The Internet Society Celebrates 25 Years With a Global Hybrid Event This Week

Author: Jasmine Zhu       

As the Internet Society celebrates its 25th year, leaders predict a bright future for online and face-to-face events.

What if the internet grows so pervasive that it becomes even more intertwined in aspects of everyday life? How involved should the government be in online activities?

These are the kinds of questions that members of the Internet Society — who work together on such issues as internet governance, net neutrality, and online privacy — are exploring in the Society’s 25th-anniversary year. Members from six continents have worked with policymakers to increase high-speed internet access and promote internet innovation, and are collaborating with private-sector leaders and developing partnerships to fulfill the Society’s mission of “Internet for Everyone.”

How does an organization that is all about the online space design a celebration honoring a quarter-century of work? By creating a hybrid event that combines in-person and online participation. InterCommunity 2017, the Internet Society’s global, one-day membership meeting, will take place live in Los Angeles — and engage participants online around the world — on Sept. 19.

“I’m really looking forward to seeing our community come together in a meaningful way online,” said Nicole Armstrong, the Internet Society’s director of stakeholder relations. “That’s the struggle that we’re trying to solve with the event — to create something global and hybrid that delivers on our organizational objectives without people having to get on airplanes.”

Yet there will be a group of individuals happy to be flying out to L.A. As part of its anniversary, the Society is sponsoring its first “25 Under 25” program, recognizing 25 young online innovators between the ages of 13 and 25 in a special ceremony and enabling them to connect face-to-face with their peers.

Other live elements in L.A. include the fourth annual Internet Hall of Fame induction ceremony, and a roundtable discussion involving several of those inductees and 25 Under 25 program participants.

Interactive Regional Nodes — viewing hubs with a minimum of 15 participants from Internet Society global chapters who gather together in person that day — will then take part in an online discussion on critical factors shaping the future internet, focusing on key findings from the Society’s 2017 Global Internet Report, the results of which will be released earlier that month.

When it comes to the future of digital and hybrid events, Armstrong has a bright outlook. “You look at global meetings, and global meetings online, and there are all kinds of challenges that are very quickly getting addressed by all of these different technology solutions,” she said. “For example, the speed of simultaneous interpretations and machine translations — those are areas that when those technologies catch up to people and the speed at which people want to operate, it’s going to be a tremendous boon to global meetings.

“We’re really at the forefront of a pretty exciting time for meeting planning online. Having said that,” Armstrong added, “there will always be a place for the in-person meeting.”

Global Survey Early Results

Last year, the Internet Society embarked on a research project to take stock of the key forces of change that could affect the future of the internet.

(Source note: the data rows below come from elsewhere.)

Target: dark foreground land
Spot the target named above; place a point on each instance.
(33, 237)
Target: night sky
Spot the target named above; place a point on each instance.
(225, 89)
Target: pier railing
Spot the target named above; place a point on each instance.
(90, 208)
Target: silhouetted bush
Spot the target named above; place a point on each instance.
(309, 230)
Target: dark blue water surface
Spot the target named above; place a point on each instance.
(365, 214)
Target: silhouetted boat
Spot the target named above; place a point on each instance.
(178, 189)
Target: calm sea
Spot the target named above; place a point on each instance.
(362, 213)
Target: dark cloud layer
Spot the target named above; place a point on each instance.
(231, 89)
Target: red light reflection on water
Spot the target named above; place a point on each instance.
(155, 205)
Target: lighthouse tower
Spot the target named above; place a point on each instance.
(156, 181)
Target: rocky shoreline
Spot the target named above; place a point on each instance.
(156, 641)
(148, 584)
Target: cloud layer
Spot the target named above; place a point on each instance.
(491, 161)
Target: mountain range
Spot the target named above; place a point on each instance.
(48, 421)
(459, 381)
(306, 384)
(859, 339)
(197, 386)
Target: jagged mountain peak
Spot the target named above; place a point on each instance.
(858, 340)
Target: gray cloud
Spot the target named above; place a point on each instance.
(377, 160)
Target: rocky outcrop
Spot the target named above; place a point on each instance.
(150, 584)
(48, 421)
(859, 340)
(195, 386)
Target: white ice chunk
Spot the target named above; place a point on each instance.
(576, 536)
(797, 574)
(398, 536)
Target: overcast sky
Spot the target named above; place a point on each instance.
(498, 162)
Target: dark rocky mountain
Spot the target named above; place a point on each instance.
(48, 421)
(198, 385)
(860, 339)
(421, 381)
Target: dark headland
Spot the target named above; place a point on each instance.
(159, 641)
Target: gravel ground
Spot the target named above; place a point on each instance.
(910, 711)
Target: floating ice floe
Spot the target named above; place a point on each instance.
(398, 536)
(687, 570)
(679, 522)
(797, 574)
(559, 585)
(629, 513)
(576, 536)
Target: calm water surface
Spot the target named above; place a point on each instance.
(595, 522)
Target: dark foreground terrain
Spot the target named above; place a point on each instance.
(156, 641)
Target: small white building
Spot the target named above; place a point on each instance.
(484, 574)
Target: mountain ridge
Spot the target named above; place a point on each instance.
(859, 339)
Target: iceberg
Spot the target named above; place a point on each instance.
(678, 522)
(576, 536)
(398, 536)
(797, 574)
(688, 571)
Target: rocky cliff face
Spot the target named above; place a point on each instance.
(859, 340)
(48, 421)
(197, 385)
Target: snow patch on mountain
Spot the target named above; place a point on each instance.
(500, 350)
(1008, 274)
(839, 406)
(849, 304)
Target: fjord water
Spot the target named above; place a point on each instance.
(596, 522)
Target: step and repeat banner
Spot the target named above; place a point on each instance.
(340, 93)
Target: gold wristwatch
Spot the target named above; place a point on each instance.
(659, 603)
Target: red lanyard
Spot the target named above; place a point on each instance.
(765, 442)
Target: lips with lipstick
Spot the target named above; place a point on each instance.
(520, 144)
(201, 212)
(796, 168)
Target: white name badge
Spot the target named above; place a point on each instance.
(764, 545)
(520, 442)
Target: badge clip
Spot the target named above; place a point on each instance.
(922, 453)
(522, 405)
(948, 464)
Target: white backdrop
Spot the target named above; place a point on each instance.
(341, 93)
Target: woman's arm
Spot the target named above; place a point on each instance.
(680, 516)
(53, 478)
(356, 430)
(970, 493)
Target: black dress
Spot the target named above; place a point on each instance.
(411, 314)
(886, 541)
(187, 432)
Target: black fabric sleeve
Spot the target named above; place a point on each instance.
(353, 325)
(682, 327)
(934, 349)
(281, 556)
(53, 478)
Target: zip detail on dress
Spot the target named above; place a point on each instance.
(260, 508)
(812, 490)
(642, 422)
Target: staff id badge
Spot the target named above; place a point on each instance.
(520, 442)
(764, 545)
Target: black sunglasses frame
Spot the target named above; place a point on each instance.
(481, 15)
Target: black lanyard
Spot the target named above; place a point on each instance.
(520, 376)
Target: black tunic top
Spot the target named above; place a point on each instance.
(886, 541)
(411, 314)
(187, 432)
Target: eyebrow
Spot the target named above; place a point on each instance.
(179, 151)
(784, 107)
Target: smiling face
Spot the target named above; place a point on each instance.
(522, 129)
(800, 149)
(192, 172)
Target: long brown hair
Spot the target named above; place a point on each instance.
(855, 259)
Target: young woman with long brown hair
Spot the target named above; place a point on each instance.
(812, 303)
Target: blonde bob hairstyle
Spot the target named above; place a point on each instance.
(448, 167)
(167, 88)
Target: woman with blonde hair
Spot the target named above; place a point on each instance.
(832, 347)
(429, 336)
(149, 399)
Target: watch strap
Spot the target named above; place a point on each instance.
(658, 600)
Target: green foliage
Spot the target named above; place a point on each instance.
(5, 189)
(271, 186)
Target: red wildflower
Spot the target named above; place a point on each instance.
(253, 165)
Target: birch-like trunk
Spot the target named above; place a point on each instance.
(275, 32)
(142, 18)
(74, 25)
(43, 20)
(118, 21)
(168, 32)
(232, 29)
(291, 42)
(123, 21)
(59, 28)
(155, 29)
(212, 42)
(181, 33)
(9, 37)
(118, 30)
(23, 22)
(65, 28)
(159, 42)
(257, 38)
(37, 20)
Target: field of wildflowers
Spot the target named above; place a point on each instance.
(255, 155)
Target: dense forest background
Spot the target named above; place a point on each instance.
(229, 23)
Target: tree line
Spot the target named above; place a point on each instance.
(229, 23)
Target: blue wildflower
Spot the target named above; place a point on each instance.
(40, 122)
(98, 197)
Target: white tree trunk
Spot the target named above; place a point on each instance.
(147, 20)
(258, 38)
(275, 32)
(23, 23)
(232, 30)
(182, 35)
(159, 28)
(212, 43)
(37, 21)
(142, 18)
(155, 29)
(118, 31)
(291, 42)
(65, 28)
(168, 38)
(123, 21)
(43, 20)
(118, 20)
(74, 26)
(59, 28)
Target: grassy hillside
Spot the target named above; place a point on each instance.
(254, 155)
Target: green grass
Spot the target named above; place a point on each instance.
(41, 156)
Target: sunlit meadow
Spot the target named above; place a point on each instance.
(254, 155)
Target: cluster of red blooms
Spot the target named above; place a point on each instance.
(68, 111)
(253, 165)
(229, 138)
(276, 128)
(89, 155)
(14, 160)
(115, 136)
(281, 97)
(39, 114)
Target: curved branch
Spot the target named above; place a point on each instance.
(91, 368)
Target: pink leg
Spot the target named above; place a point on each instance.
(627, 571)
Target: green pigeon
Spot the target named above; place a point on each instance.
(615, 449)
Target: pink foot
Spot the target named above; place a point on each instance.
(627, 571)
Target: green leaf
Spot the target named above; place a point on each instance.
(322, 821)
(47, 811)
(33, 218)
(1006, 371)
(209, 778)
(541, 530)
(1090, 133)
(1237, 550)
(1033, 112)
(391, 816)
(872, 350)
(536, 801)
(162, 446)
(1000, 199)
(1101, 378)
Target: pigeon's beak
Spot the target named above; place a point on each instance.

The project’s two global surveys received 2,500-plus responses from 160 countries, and as part of the research, the Society conducted interviews with 130 internet experts and hosted 10 virtual roundtables.

Three issues were identified as likely to be significantly affected — digital divides, personal freedoms and rights, and media and society — by six drivers of change: 1) the role of government, 2) cyber threats, 3) the internet and the physical world, 4) networks, standards, and interoperability, 5) the internet economy, and 6) artificial intelligence. Full results will be released in early September.